The following is a commutative diagram in an abelian category. Assume that the rows are exact and that $h,k$ are epic.
$\require{AMScd}$
$$\begin{CD}
0@>>>a@>{f}>> b @>{g}>> c@>>> 0\\
@VVV @VVjV @VVhV @VVkV @VVV\\
0@>>>a'@>{f'}>> b' @>{g'}>> c'@>>> 0
\end{CD}$$
How do I prove that $j$ is epic if the square $g,h,k,g'$ is cocartesian? I proved the converse already, but I'm stuck in this direction. Thanks in advance.
EDIT. I post this solution for completeness, since it seems different from the one given in the answer. I didn't use that $h,k$ are epic, and this hypothesis isn't useful in proving the converse of sentence in italics either, so I don't know why it was in text of the exercise.

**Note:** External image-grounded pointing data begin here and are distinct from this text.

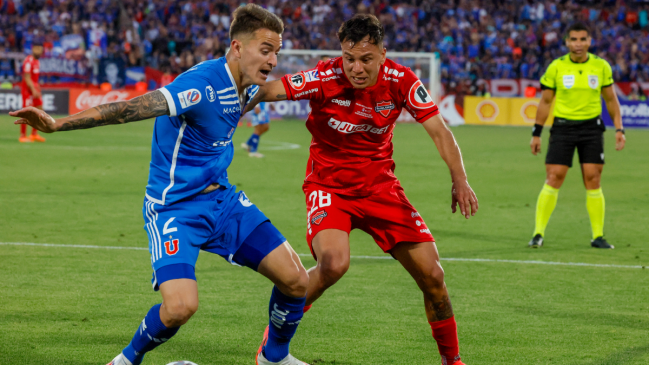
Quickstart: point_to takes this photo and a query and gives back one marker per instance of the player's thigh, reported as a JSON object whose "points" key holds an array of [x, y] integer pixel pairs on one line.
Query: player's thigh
{"points": [[390, 218], [591, 147], [421, 260], [329, 217], [561, 148]]}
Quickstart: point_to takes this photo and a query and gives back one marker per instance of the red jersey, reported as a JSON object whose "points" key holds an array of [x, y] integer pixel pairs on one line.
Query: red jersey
{"points": [[351, 149], [33, 66]]}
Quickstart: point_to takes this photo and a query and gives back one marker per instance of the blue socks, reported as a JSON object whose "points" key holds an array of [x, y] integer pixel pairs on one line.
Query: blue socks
{"points": [[151, 333], [285, 315], [253, 142]]}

Let $z:a'\to d$ be an arrow such that $zj=0$, and construct the pushout: $$\begin{CD}
a'@>{f'}>> b'\\
@VVzV @VVp_1V \\
d@>{p_2}>> p
\end{CD}$$ since $p_1hf=0$ and $g=\operatorname{coker}f$, there is $u:c\to p$ s.t. $ug=p_1h$. Being $g,h,k,g'$ a pushout, there is $v:c'\to p$ s.t. $vg'=p_1$, so that $p_2z=p_1f'=vg'f'=0$. Since $p_2$ is monic (it is the pushout of $f'$, that is monic), $z=0$.
Best Answer
Consider the following commutative diagram: \begin{CD} a@>>>0\\ @VfVV @VVV\\ b @>{g}>> c\\ @VVhV @VVkV\\ b' @>{g'}>> c' \end{CD} By exactness of top row, $g$ is the cokernel of $f$, hence the top square is a pushout. By pushout pasting lemma, the bottom square is a pushout if and only if the outer rectangle is a pushout as well. The outer rectangle is a pushout if and only if $g'$ is the cokernel of $fh$. By exactness of the top row, $f'$ is the kernel of $g'$. Consequently, $g'$ is the cokernel of $fh$ if and only if $f'$ is the image of $fh$. Finally, $j$ is epic if and only if $f'$ is the image of $jf'$, hence that of $fh$.